The ransomware attack and subsequent shutdown of the Colonial Pipeline drew a lot of awareness to how much our economy depends on fuels delivered by pipelines. Gas stations from the southeastern U.S. all the way up to New Jersey are out or will soon be out of fuel to sell. Airlines may not be able to fly due to a lack of fuel at East Coast airports.
Until last week, the Biden Administration was not very friendly toward pipelines. They believe(d) that shutting down pipelines would drive people towards EVs. What we now know is that shutting down pipelines can stop people from driving anywhere.
For the last six months, I have told my subscribers that the federal government’s antipathy towards pipeline projects makes existing, operating pipelines that much more valuable.
Here is how the U.S. Department of Transportation (DOT) describes pipeline systems’ major components, taken directly from their website:
- “Pipelines that collect products from sources, such as wells on land (gathering lines) or offshore, or from shipping, such as tankers for oil or liquefied natural gas (LNG). These systems move the product to storage, processing (such as treatment for gas or refining of petroleum).”
- “Transmission pipelines that transport large quantities of hazardous liquids or natural gas over longer distances; transmission lines deliver natural gas to distant power plants, large industrial customers and to municipalities for further distribution; petroleum transmission lines deliver crude oil to distant refineries or refined products to distant markets, such as airports or to depots where fuel oils and gasoline are loaded into trucks for local delivery.”

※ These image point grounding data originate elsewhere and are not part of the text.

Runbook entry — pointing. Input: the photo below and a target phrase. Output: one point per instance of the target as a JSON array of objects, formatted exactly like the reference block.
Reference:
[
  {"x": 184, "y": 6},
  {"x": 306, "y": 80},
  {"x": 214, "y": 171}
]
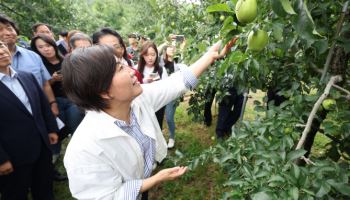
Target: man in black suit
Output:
[{"x": 27, "y": 128}]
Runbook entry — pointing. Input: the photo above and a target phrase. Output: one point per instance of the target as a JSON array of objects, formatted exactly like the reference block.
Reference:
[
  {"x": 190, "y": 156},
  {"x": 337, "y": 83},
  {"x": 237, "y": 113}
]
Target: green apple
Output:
[
  {"x": 246, "y": 11},
  {"x": 288, "y": 130},
  {"x": 329, "y": 104},
  {"x": 257, "y": 40}
]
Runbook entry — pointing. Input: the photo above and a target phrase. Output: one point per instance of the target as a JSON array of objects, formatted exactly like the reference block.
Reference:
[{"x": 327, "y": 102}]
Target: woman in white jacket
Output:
[{"x": 111, "y": 154}]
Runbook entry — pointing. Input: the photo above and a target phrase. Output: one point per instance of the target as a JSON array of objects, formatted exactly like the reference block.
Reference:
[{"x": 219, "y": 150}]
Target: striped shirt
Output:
[{"x": 147, "y": 144}]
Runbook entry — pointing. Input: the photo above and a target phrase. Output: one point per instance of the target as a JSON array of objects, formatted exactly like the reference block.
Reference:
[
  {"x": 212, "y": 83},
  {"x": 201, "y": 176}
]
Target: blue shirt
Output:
[
  {"x": 11, "y": 81},
  {"x": 28, "y": 61}
]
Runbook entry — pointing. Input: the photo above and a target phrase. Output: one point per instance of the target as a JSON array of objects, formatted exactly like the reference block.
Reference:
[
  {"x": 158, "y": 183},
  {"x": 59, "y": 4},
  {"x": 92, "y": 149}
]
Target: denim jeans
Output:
[
  {"x": 71, "y": 117},
  {"x": 169, "y": 116}
]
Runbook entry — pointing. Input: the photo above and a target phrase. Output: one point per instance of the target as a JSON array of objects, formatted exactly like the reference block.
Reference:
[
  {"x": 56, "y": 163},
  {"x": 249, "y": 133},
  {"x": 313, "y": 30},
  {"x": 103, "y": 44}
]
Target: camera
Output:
[{"x": 180, "y": 38}]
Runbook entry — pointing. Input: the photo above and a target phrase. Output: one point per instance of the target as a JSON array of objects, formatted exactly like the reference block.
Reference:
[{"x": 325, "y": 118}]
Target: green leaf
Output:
[
  {"x": 295, "y": 154},
  {"x": 219, "y": 8},
  {"x": 287, "y": 7},
  {"x": 324, "y": 189},
  {"x": 261, "y": 196},
  {"x": 276, "y": 178},
  {"x": 304, "y": 24},
  {"x": 296, "y": 171},
  {"x": 237, "y": 57},
  {"x": 278, "y": 31},
  {"x": 278, "y": 8}
]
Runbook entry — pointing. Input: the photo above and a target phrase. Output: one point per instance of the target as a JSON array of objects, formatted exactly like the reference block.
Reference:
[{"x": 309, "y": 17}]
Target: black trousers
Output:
[
  {"x": 37, "y": 177},
  {"x": 210, "y": 94}
]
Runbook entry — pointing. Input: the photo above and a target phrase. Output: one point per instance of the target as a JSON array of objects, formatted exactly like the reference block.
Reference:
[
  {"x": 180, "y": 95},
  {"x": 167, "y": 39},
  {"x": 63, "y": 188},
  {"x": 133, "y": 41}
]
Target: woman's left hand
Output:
[
  {"x": 170, "y": 173},
  {"x": 227, "y": 47}
]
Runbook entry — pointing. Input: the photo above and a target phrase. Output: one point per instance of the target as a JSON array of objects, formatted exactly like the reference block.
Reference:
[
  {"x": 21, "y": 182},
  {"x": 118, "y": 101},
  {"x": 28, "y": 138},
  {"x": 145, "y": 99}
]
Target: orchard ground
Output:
[{"x": 204, "y": 182}]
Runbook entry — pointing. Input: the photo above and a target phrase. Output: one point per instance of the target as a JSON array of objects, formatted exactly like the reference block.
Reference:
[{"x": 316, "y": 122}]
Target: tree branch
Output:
[
  {"x": 307, "y": 160},
  {"x": 332, "y": 81},
  {"x": 314, "y": 67},
  {"x": 338, "y": 29}
]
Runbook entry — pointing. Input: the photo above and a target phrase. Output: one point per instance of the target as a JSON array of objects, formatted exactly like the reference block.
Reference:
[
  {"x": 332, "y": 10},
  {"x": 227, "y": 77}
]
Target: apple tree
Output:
[{"x": 297, "y": 49}]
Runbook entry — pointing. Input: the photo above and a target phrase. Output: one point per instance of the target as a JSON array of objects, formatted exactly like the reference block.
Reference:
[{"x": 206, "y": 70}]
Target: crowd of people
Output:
[{"x": 112, "y": 97}]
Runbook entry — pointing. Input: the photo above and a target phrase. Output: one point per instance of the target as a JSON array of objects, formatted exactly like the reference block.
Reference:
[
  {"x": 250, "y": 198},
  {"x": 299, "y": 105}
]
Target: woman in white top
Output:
[
  {"x": 111, "y": 154},
  {"x": 151, "y": 71}
]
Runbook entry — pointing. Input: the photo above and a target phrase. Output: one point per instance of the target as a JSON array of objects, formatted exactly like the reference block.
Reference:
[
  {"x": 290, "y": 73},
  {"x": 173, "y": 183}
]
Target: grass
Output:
[{"x": 205, "y": 182}]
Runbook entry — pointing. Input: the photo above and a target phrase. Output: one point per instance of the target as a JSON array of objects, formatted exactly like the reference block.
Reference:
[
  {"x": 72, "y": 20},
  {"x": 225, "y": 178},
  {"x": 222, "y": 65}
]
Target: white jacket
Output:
[{"x": 101, "y": 157}]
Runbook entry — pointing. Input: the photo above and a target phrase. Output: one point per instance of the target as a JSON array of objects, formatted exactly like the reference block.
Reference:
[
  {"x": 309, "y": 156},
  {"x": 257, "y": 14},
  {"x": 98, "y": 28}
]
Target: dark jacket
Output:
[{"x": 22, "y": 134}]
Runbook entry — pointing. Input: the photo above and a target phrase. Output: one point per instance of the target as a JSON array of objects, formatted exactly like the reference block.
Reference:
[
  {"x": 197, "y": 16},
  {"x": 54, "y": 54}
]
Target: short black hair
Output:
[
  {"x": 87, "y": 73},
  {"x": 133, "y": 35},
  {"x": 48, "y": 40},
  {"x": 63, "y": 33},
  {"x": 6, "y": 20},
  {"x": 36, "y": 25}
]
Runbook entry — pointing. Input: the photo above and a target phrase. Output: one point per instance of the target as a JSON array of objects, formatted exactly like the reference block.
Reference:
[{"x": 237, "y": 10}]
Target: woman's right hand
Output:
[
  {"x": 149, "y": 80},
  {"x": 163, "y": 175},
  {"x": 56, "y": 77},
  {"x": 170, "y": 173}
]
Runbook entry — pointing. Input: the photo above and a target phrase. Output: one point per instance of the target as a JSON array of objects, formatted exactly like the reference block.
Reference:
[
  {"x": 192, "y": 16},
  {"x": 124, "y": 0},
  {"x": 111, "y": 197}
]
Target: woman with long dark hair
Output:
[
  {"x": 107, "y": 36},
  {"x": 151, "y": 71},
  {"x": 68, "y": 111}
]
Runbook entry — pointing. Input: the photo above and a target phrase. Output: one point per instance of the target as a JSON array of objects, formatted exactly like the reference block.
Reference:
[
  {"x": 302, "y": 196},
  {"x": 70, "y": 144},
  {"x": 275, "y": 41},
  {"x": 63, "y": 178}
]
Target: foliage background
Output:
[{"x": 302, "y": 35}]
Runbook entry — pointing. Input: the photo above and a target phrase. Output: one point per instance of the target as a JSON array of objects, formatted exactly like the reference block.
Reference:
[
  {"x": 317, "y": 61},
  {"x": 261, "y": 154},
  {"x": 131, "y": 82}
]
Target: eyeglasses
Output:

- “Distribution lines are a part of natural gas systems, and consist of main lines that move gas to industrial customers, down to the smaller service lines that connect to businesses and homes throughout a municipality.”
And one more quote from the DOT:
The nation’s more than 2.6 million miles of pipelines safely deliver trillions of cubic feet of natural gas and hundreds of billions of ton/miles of liquid petroleum products each year. They are essential: the volumes of energy products they move are well beyond the capacity of other forms of transportation. It would take a constant line of tanker trucks, about 750 per day, loading up and moving out every two minutes, 24 hours a day, seven days a week, to move the volume of even a modest pipeline. The railroad-equivalent of this single pipeline would be a train of 225, 28,000-gallon tank cars.
This information illustrates why I have energy midstream companies that own and operate pipelines and terminals on my recommendations lists. Our economy cannot function without these companies and their networks.
For one investment idea, consider Magellan Midstream Partners (MMP). This master limited partnership (MLP) operates a refined products-focused network of pipelines and storage terminals. Magellan Midstream units currently yield 8.7%, with upside potential from dividend increases and price appreciation.